Three Exceptions in Systematic Model Derivation

John Vandivier

I recently wrote about a systematic, bias-minimizing approach to exploratory data analysis and model identification. This article clarifies my preferred process and adds two exceptions to the typical process.

I begin by collecting data of interest. The data sets aren't randomly assembled, but neither are they assembled with a particular operationalization in mind. I am happy to measure the same concept multiple ways and leverage the most statistically effective measure in my model. This is the horse racing concept previously discussed.

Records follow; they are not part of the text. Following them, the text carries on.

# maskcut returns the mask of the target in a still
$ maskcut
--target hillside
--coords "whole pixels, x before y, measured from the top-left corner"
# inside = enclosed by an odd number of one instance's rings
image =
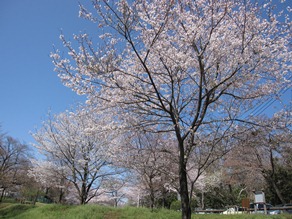
[[[156,209],[151,212],[147,208],[110,208],[97,205],[68,206],[55,204],[38,204],[36,206],[2,203],[0,204],[0,218],[5,219],[179,219],[180,212],[166,209]],[[292,219],[292,215],[193,215],[193,219]]]

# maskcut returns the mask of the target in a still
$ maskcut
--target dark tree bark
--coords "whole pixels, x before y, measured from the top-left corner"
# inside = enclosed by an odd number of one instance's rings
[[[183,150],[180,150],[180,152],[184,154]],[[186,162],[185,162],[183,154],[180,155],[180,160],[179,160],[179,173],[180,173],[179,183],[180,183],[182,219],[190,219],[192,212],[191,212],[190,198],[189,198],[189,192],[188,192]]]
[[[5,193],[5,188],[2,188],[1,196],[0,196],[0,202],[3,201],[4,193]]]

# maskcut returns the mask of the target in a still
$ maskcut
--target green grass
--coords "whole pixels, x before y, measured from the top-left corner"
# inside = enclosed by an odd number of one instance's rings
[[[2,203],[0,204],[0,218],[15,218],[32,208],[34,208],[34,206]]]
[[[110,208],[97,205],[67,206],[55,204],[24,205],[17,203],[1,203],[2,219],[180,219],[180,212],[166,209],[147,208]],[[292,215],[198,215],[193,219],[292,219]]]

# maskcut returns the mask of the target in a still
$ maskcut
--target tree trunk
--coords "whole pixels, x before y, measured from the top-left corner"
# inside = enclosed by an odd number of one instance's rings
[[[282,204],[285,204],[285,200],[276,184],[276,179],[275,179],[275,171],[276,171],[276,167],[275,167],[275,163],[274,163],[274,157],[273,157],[273,149],[270,148],[270,162],[271,162],[271,166],[272,166],[272,171],[269,174],[269,178],[272,181],[272,186],[275,189],[275,192],[278,196],[278,198],[280,199],[280,201],[282,202]],[[269,179],[267,179],[267,181],[269,181]]]
[[[138,200],[137,200],[137,208],[140,207],[140,190],[139,190],[139,193],[138,193]]]
[[[155,202],[155,195],[154,195],[153,189],[151,188],[151,192],[150,192],[150,208],[151,208],[151,211],[153,211],[153,209],[154,209],[154,202]]]
[[[83,181],[81,186],[80,186],[80,188],[78,186],[79,185],[76,183],[75,187],[78,188],[79,203],[80,203],[80,205],[85,205],[86,204],[86,199],[87,199],[86,183]]]
[[[85,183],[82,183],[80,204],[85,205],[86,199],[87,199],[86,185],[85,185]]]
[[[60,189],[59,201],[58,201],[59,204],[63,203],[63,196],[64,196],[64,191],[63,189]]]
[[[205,200],[204,200],[204,197],[205,197],[205,193],[204,193],[204,191],[202,191],[201,208],[203,210],[205,209]]]
[[[231,184],[228,184],[228,188],[229,188],[229,198],[231,200],[232,205],[236,204],[236,201],[234,200],[234,196],[233,196],[233,189]]]
[[[282,196],[282,194],[281,194],[281,192],[280,192],[280,190],[279,190],[278,186],[276,185],[275,180],[273,178],[272,178],[272,185],[273,185],[273,188],[275,189],[275,192],[276,192],[278,198],[282,202],[282,204],[285,204],[285,200],[284,200],[284,198],[283,198],[283,196]]]
[[[0,196],[0,202],[2,202],[2,200],[3,200],[4,193],[5,193],[5,188],[2,188],[2,192],[1,192],[1,196]]]
[[[166,194],[167,194],[167,191],[163,188],[162,189],[162,207],[163,208],[168,208],[168,206],[166,206]]]
[[[39,190],[37,190],[37,193],[36,193],[36,195],[35,195],[35,197],[34,197],[34,199],[33,199],[33,205],[35,205],[35,203],[37,202],[37,200],[38,200],[38,197],[39,197],[39,193],[40,193],[40,191]]]
[[[191,219],[191,206],[188,192],[188,181],[186,171],[186,161],[183,142],[179,143],[179,184],[180,184],[180,197],[181,197],[181,210],[182,219]]]

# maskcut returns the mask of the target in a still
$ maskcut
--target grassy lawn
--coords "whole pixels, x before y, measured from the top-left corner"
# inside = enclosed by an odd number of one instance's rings
[[[37,204],[36,206],[1,203],[0,218],[13,219],[180,219],[180,212],[147,208],[110,208],[97,205],[67,206],[55,204]],[[292,215],[193,215],[193,219],[292,219]]]

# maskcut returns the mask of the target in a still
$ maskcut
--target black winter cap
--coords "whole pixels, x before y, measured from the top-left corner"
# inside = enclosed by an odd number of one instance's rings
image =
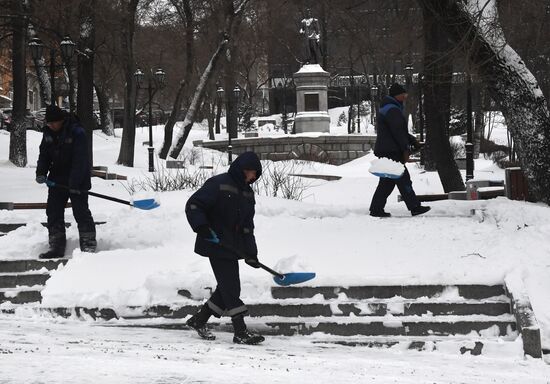
[[[65,119],[65,112],[57,105],[52,104],[46,107],[46,123],[61,121],[63,119]]]
[[[393,83],[390,87],[390,96],[395,97],[402,93],[407,93],[407,90],[401,84]]]

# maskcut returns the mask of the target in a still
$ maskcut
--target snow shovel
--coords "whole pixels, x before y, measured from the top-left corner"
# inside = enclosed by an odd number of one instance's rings
[[[233,248],[230,245],[224,244],[224,243],[218,243],[222,248],[227,249],[228,251],[231,251],[235,254],[237,254],[239,257],[242,257],[246,260],[246,255],[244,255],[241,251],[238,249]],[[315,277],[315,272],[290,272],[290,273],[279,273],[277,271],[274,271],[273,269],[269,268],[268,266],[260,263],[258,261],[258,265],[260,268],[262,268],[264,271],[267,271],[273,275],[273,281],[277,283],[278,285],[287,286],[292,284],[300,284],[306,281],[309,281]]]
[[[143,209],[143,210],[150,210],[150,209],[154,209],[154,208],[157,208],[157,207],[160,206],[160,204],[155,199],[134,200],[134,202],[130,202],[130,201],[122,200],[122,199],[117,199],[116,197],[111,197],[111,196],[102,195],[100,193],[95,193],[95,192],[92,192],[92,191],[80,191],[80,190],[77,190],[77,189],[70,189],[66,185],[57,184],[56,182],[51,181],[51,180],[46,180],[46,185],[50,188],[58,187],[58,188],[68,189],[69,192],[77,193],[77,194],[87,193],[90,196],[95,196],[95,197],[99,197],[100,199],[114,201],[115,203],[126,204],[126,205],[129,205],[131,207],[138,208],[138,209]]]

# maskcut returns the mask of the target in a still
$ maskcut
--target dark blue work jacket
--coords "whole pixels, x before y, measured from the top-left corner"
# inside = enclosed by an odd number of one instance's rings
[[[254,192],[245,182],[244,169],[256,170],[261,176],[262,165],[253,152],[245,152],[231,164],[229,171],[208,179],[187,201],[185,214],[196,232],[209,226],[221,242],[242,252],[246,258],[256,258],[258,248],[254,237]],[[195,252],[206,257],[242,258],[197,235]]]
[[[86,132],[76,119],[66,117],[59,132],[44,127],[36,175],[71,189],[92,187]]]

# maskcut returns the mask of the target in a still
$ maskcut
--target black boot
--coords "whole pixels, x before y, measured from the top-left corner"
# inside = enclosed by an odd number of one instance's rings
[[[384,210],[381,211],[370,211],[372,217],[391,217],[391,213]]]
[[[423,213],[428,212],[430,209],[431,209],[430,207],[419,205],[418,207],[411,209],[411,215],[412,216],[421,215]]]
[[[38,255],[39,259],[61,259],[62,257],[65,257],[65,251],[55,248]]]
[[[50,249],[38,255],[39,259],[60,259],[65,256],[65,234],[56,233],[48,237]]]
[[[187,320],[186,324],[188,327],[197,331],[201,338],[205,340],[215,340],[216,336],[214,336],[206,326],[210,316],[212,316],[212,310],[207,304],[204,304],[197,313]]]
[[[81,232],[80,237],[80,250],[82,252],[94,253],[97,247],[97,241],[95,239],[95,232]]]
[[[235,335],[233,336],[234,343],[255,345],[260,344],[265,340],[262,335],[252,333],[246,329],[243,315],[233,316],[231,318],[231,322],[233,323],[233,330],[235,332]]]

More formally, I create models in 4 stages:

  1. The kitchen sink regression maximizes total explanatory power, R2.
    1. This is a useful step in an EDA as it establishes an upper bound on explanatory power.
    2. This regression will generally include many insignificant factors, and so is not preferred. In application, this would indicate spending money to obtain irrelevant information.
  2. The weak model includes all factors with p < 0.5.
    1. This p-value indicates that the probability of error is less than its negation. That is, each of these factors are individually expected to posit a real relationship.
    2. With as few as two factors at p = 0.4, however, it is likely that at least one factor is erroneously identified as meaningful.
    3. This model is considered inefficient from a complexity perspective, but it may still be ideal from an economic or business perspective. Compare the return on investment to a marginal model observation in your particular situation to identify the cost-preferred model.
    4. As an exploratory research tool, this model is great! It highlights factors that could use additional inspection. This model is basically a record of research opportunities.
  3. The medium model maximizes adjusted explanatory power.
    1. As a rule of thumb, factors in these models are generally p < 0.35.
    2. Adjusted explanatory power is an arbitrary but standard complexity measure. This model is indicated as having an optimal amount of explanatory power per complexity under certain assumptions. This makes it nice for several reasons, but it does not mean that it is the most useful model from an economic or business perspective.
  4. The strong model includes only factors that are individually significant.
    1. p-value analysis is quite arbitrary, but it is a way to quickly filter down to the most important factors.
    2. Models of this sort are generally relatively cheap to implement.
    3. The factors in this model provide the largest explanatory power with the least complexity.
    4. You will need to check to make sure the total amount of explanatory power is enough to constitute a useful model.
    5. Again, look at the return on investment of implementing a model.
      1. If you are screening applicants and a statistical tool can explain 1 percent of bad applications, it may or may not make sense to use the tool, depending on how costly the tool is to create and use on an ongoing basis.
      2. An example of an ongoing cost might be that applicants need to include more information in their application to support the model, and this might deter application or make application processing more complicated.

So those are my 4 stages. We know that I like to start with a kitchen sink and eliminate factor-by-factor based on significance, but here are three exceptions:

  1. Sometimes eliminating a variable can cause adjusted r-squared to go down and at the same time cause another variable's p-value to spike. If it spikes over 0.25, test removing it and see if the adjusted r-squared goes back up. You may have encountered a local, rather than global, adjuster r-squared maximizing model.
  2. If multiple variables have the same p-value then don't just drop them all. Compare all models generated by dropping only one of each of them, and follow the reduction with the best model.
  3. Sometimes a \"simplicity transform\" can generate improved adjusted r2. In other cases ar2 may remain the same or decrease to an unimportant degree, but it may still be preferred.
    1. A simplicity transform involves replacing a variable with a reduced-power variant. Most commonly I see the form Y = X^2 + X^3 can be transformed to Y = X +X^2 without important negative impact, or even generating a model power benefit.
    2. Simplicity transforms may be preferred even with slight technical power reduction due to interpretability. As model users, we want to understand what our model is doing. Direct effects and even marginal effects are logical, intuitive, and have rich theory to back them. Cubic effects are hard to interpret and often have very little theory to justify them.
    3. Cubic effects can be seen as \"marginal effects of marginal effects\" which is to say that they may cause a quadratic effect's sign to flip over some range, but it's never immediately obvious whether the model-applicable range includes the sign flipping threshold, and if your model doesn't have an established quadratic effect to begin with this interpretation is nearly useless. Moreover, the mechanism for a \"marginal effect of marginal effects\" is rarely clear. One exception would be in physics, where jerk is mechanically well-established.